“Well, it’s a kick in the teeth, Richie,” he said. “But it’s early in the game.”
Jacobi stared grimly out the car window as Garza left the café, waited for the light, then crossed the street, coming up to the squad car. He knocked on the window again, handed Jacobi two coffee containers in a cardboard holder.
“It’s black and strong,” Garza said. “You’re in for a long night.”
“Thank you. Very considerate,” Jacobi said. “I hope to return the favor sometime soon.”
Jacobi watched Garza get back into his Mercedes, signal as he pulled back out into traffic. Jacobi called Dispatch, saying, “We need a car to pick up a surveillance. Suspect’s going south on Hyde, obeying all the traffic signals.”
Jacobi hung the mike back in its cradle.
“He’ll make a mistake,” he said to Conklin with more conviction than he felt. “These smartass pricks almost always do.”
Jacobi opened one of the coffee containers, shook in a packet of sugar, and stirred. He took a cautious sip.
Chapter 101
IT WAS QUARTER TO 9:00 in the seamless, bright night of the hospital corridors. Garza had left his office many hours before, waving to me as though we were old friends, smirking as he slithered out through the pneumatic doors to the street.

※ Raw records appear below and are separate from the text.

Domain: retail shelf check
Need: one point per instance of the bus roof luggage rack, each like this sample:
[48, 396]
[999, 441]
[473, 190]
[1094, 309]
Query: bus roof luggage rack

He’s having fun with this, isn’t he?
As I haunted the halls between the ER and the ICU, I’d expanded my view.
Maybe Garza wasn’t a killer.
Maybe he just smelled like one.
But if it wasn’t Garza, who could it be?
I’d been stalking this same path for so many days, I’d blown my own cover.
I sought fresh ground, took the stairs up to the third-floor oncology ward.
>
I’d just stepped out of the stairwell when I saw something that made the fine hairs on the back of my neck bristle.
A white male, about thirty, five eleven, 165 pounds, sandy hair under a blue baseball cap, a gray hoody, and black cargo pants, was talking to a weathered-looking white nurse in the hallway.
The man’s posture felt wrong—the furtiveness as he exchanged conspiratorial looks with the nurse, an exchange that jarred me, my instincts saying, this is wrong.
Cappy McNeil is a seasoned homicide pro. He’d worked for years with Jacobi and was now stationed on the floor below.
I called him on my Nextel, and a minute later, we converged at the door to room 386—just as the sandy-haired man slipped inside the patient’s room.
I stiff-armed the swinging door open, calling out sharply, “Stop right there.” I flashed my badge and, grabbing his arm, spun the suspect around. Slammed him against the wall, feeling it shudder.
Behind me, Cappy blocked the exit with his two-hundred-fifty-pound bulk.
“What’s your name?” I asked the young man.
“Alan Feirstein. What is this?”
“Keep your hands on the wall, Mr. Feirstein. Do you have anything in your pockets I should know about? Drugs? A needle? A weapon?”
“I’ve got a toothbrush,” he hollered. “I’ve got car keys. I’ve got a box of Good and Plenty!”
I patted him down, all ten pockets. “I’m removing your wallet,” I said.
“Honey?” Feirstein half-turned his face, sending a pleading look toward the wan woman in the bed. “Are you awake?”